Once public market investors become familiarised with the relative power of Lending Club’s customer value proposition, they are likely to start re-assessing some of their core assumptions about the future profitability of commercial banks and other incumbents in many areas of the finance industry. The loan origination volumes of Lending Club may look paltry today when stood against the size of the consumer loan books of major commercial banks. But at one point Google’s share of total advertising and marketing spend in the US also looked modest. Business history suggests incumbent size and power does not ultimately matter if the disruptor has a compelling, scalable and defensible relative customer value proposition. As the multi-industry studies of Clayton Christensen, the leading disruptive innovation theorist, show, ‘there is repeated evidence that the levels of resources committed (to the competitive fight) often bares little relationship to the outcome’. Google seems to recognise all of this which presumably explains why it bought an eight per cent stake in Lending Club in 2013.

The first of many

Lending Club represents the first wave of a rolling set of waves of fin-tech companies now crashing on to the shores of incumbent finance globally. Behind Lending Club, to name but a few, are the likes of its principal US peer, Prosper (in which Black Rock has a stake); OnDeck and Kabbage, seeking to change the face of SME lending; SOFI and CommonBond, looking to re-invent student finance; Upstart, addressing the market for thin-filed credits; and LendUp, seeking to overhaul pay-day lending.
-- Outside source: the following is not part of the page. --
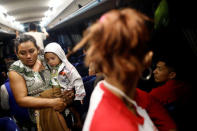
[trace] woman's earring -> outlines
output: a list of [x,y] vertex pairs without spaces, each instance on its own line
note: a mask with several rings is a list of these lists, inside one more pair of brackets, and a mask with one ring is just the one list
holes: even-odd
[[152,69],[149,67],[144,70],[142,76],[140,77],[142,80],[149,80],[152,76]]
This is not just a US phenomenon. In the UK, online P2P lenders such as Zopa, RateSetter and Funding Circle are growing rapidly and have explicit government support. In Sweden, Klarna is simplifying online payments as we know it and pushing its solution around the world. In China, where according to Credit Suisse the value of P2P transactions has been growing at a monthly CAGR of 16.9 per cent over the last 12 months, the likes of Credit Ease, Lufax and Dianrong may soon surpass the origination volumes of Lending Club.
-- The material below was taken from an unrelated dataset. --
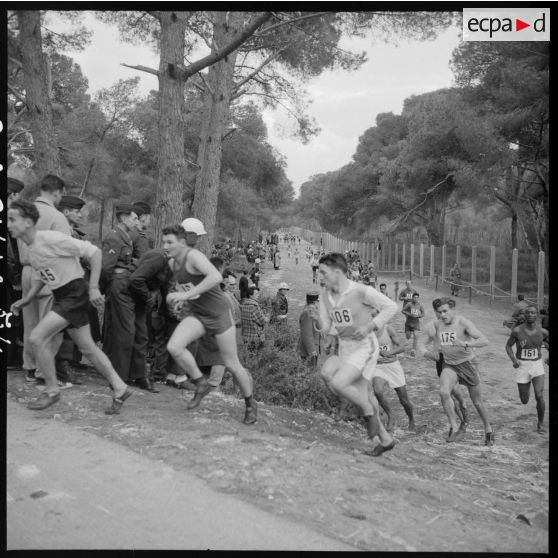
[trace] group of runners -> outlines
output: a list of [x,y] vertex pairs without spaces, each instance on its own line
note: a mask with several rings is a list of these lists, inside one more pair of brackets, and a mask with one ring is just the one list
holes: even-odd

What the companies in this disparate fin-tech group have in common is their businesses are addressing real customer needs, often exploiting anomalies which are a by-product of finance as we have known it, and are doing so while delivering superior customer value propositions to those of the incumbents. The Lending Club IPO brings the business models and competitive position of the ambitious cohorts of fin-tech centre stage. As it does so it is liable to alter, maybe significantly, investors tacit net present values for a wide range of financial sector incumbents.